Abstract

In recent years major progress has been made in understanding the role of transcription factors in the development of the endocrine pancreas in the mouse. Here we describe how a number of these transcription factors play a role in maintaining the differentiated phenotype of the beta cell, and in the mechanisms that allow the beta cell to adapt to changing metabolic demands that occur throughout life. Amongst these factors, Pdx1 plays a critical role in defining the region of the primitive gut that will form the pancreas, Ngn3 expression drives cells towards an endocrine lineage, and a number of additional proteins including Pdx1, in a second wave of expression, Pax4, NeuroD1/beta2, and MafA act as beta cell differentiation factors. In the mature beta cell Pdx1, MafA, beta2, and Nkx2.2 play important roles in regulating expression of insulin and to some extent other genes responsible for maintaining beta cell function. We emphasise here that data from gene expression studies in rodents seldom map on to the known structure of the corresponding human promoters. In the adult the beta cell is particularly susceptible to autoimmune-mediated attack and to the toxic metabolic milieu associated with over-eating, and utilises a number of these transcription factors in its defence.
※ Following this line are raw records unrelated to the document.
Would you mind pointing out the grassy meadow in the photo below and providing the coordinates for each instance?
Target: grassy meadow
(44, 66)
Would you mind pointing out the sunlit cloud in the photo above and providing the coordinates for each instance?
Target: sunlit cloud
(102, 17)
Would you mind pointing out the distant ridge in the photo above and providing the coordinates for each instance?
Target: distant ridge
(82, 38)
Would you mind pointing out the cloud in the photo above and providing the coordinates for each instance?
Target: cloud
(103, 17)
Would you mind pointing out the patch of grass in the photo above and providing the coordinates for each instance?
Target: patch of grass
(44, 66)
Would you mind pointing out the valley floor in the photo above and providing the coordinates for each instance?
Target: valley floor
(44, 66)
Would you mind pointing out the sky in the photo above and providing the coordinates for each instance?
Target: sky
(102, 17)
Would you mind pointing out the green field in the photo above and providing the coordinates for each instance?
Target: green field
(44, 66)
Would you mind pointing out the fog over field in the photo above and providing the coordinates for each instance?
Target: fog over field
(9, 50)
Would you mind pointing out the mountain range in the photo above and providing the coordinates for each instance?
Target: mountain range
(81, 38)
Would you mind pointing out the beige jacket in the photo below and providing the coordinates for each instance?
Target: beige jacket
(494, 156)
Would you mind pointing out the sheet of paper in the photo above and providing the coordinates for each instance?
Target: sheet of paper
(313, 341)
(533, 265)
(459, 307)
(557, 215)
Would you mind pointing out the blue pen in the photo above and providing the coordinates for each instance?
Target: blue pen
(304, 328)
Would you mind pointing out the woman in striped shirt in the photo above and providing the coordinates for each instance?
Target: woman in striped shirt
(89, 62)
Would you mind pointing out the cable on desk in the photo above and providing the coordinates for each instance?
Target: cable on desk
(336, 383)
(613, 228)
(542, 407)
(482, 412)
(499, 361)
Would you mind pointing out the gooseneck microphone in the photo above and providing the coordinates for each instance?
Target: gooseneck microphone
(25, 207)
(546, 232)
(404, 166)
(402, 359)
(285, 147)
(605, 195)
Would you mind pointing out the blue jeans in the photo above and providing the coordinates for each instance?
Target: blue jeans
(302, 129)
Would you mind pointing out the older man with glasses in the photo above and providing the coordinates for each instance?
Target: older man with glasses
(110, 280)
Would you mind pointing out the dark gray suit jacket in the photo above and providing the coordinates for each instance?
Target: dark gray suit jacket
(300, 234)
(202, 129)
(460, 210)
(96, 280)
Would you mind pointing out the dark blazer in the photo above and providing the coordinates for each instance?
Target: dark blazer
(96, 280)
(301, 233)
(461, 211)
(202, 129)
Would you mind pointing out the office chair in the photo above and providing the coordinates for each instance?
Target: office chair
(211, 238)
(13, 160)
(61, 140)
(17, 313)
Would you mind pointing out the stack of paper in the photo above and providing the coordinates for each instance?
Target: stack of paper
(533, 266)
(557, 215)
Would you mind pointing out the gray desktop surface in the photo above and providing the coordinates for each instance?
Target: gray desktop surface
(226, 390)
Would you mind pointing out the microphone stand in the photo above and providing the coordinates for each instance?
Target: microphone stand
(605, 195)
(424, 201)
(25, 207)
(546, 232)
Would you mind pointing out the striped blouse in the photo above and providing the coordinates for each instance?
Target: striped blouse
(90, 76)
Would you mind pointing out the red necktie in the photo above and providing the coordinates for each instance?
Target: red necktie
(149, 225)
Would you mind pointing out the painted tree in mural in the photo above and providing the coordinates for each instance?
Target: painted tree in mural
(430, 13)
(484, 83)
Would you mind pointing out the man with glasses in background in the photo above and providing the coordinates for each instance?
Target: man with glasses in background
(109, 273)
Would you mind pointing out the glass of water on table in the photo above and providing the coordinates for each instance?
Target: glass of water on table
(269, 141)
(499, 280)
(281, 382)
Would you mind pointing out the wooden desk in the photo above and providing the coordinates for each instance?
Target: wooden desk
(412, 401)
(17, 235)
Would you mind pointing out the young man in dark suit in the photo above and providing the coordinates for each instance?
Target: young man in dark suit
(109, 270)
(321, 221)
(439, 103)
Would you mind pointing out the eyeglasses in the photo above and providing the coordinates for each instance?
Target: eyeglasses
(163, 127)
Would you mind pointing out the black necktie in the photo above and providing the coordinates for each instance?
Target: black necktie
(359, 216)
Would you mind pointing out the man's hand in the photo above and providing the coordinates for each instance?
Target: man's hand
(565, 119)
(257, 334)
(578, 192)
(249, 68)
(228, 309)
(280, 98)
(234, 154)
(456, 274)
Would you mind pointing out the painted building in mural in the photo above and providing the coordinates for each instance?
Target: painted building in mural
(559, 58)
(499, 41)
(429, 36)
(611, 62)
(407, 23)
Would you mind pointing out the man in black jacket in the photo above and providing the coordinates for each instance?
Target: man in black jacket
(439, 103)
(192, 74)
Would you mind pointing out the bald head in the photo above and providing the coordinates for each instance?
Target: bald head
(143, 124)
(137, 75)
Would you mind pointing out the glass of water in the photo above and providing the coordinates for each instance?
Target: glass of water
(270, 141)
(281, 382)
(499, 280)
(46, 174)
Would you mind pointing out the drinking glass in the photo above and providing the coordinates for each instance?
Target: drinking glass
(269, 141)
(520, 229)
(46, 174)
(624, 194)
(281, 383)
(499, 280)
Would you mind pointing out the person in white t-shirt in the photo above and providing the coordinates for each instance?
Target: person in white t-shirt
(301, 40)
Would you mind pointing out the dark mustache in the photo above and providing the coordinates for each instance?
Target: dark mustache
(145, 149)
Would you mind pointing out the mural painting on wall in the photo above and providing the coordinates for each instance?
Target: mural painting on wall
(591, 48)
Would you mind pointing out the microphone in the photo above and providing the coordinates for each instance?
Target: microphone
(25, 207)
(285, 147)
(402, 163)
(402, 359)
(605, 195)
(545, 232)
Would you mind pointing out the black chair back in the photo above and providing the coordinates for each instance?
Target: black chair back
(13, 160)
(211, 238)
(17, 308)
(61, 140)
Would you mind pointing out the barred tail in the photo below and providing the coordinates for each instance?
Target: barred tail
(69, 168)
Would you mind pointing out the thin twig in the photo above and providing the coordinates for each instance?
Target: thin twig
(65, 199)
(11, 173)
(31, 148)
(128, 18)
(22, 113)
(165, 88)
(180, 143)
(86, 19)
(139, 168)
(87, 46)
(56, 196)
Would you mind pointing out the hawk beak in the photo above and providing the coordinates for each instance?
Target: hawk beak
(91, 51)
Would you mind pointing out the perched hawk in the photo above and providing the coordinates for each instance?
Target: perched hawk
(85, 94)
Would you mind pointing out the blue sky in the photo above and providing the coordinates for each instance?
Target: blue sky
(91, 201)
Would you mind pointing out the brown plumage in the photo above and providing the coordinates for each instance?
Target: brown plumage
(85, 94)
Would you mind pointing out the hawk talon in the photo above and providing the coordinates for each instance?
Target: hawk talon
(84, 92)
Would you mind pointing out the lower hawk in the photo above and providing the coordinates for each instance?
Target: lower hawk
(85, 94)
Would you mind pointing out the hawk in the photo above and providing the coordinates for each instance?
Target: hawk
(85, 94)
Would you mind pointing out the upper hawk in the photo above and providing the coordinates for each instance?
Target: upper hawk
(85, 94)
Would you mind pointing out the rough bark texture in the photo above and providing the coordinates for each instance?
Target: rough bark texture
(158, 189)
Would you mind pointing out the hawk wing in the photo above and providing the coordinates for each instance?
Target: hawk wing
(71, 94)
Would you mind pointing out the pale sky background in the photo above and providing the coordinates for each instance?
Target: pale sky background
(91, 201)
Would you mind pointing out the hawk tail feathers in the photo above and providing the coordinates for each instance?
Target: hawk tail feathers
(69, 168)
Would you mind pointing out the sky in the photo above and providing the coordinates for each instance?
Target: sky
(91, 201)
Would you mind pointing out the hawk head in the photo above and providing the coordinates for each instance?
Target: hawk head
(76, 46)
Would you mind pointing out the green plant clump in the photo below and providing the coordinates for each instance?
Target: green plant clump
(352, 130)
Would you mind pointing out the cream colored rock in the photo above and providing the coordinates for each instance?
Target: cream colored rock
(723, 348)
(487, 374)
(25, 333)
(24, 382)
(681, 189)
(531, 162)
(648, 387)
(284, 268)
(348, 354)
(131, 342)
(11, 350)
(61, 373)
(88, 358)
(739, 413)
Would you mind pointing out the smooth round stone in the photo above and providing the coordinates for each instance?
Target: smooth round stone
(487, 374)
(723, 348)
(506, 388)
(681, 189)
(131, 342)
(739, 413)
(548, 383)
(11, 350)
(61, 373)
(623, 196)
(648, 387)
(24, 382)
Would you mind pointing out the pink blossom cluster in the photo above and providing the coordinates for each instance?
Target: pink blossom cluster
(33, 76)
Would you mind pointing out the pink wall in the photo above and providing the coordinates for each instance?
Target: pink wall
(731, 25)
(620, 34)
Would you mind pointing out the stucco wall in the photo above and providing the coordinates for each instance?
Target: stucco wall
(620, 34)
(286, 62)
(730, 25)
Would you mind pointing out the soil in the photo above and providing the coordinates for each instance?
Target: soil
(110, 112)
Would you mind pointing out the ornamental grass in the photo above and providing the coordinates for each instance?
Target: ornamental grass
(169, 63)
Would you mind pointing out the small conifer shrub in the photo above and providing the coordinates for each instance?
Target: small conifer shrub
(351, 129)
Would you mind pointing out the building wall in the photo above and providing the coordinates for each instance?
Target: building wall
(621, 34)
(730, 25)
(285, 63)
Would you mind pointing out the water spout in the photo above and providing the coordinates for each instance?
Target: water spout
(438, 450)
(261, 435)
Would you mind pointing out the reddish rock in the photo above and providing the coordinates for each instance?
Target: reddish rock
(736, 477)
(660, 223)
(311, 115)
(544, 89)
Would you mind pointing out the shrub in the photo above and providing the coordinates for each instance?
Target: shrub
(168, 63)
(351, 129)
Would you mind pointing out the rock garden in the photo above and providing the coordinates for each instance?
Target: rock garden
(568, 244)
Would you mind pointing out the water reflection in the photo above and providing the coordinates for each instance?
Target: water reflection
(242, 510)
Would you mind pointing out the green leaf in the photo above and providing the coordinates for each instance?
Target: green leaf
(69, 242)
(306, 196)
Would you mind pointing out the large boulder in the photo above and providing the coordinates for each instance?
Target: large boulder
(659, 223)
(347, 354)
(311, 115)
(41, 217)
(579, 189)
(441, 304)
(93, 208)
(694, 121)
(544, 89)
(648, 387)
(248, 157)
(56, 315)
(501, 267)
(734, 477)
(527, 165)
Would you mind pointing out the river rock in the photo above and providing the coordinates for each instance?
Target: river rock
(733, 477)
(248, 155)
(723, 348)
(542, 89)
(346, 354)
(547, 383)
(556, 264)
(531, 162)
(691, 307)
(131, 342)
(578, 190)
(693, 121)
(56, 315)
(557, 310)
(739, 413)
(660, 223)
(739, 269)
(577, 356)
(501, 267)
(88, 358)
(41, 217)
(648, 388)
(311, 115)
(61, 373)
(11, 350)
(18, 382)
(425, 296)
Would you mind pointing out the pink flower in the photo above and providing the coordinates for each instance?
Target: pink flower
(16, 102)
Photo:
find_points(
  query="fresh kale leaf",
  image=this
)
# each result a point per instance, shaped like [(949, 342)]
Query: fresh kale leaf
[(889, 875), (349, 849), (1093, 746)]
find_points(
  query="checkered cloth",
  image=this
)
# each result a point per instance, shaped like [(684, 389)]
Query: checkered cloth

Pdx1 has anti-apoptotic and proliferative activities that help facilitate the maintenance of beta cell mass, while Ngn3 may be involved in the recruitment of progenitor cells, and Pax4 (and possibly HNF1alpha and Hnf4alpha) in the proliferation of beta cells in the adult pancreas. Other transcription factors with a more widespread pattern of expression that play a role in beta cell survival or proliferation include Foxo1, CREB family members, NFAT, FoxM1, Snail and Asc-2.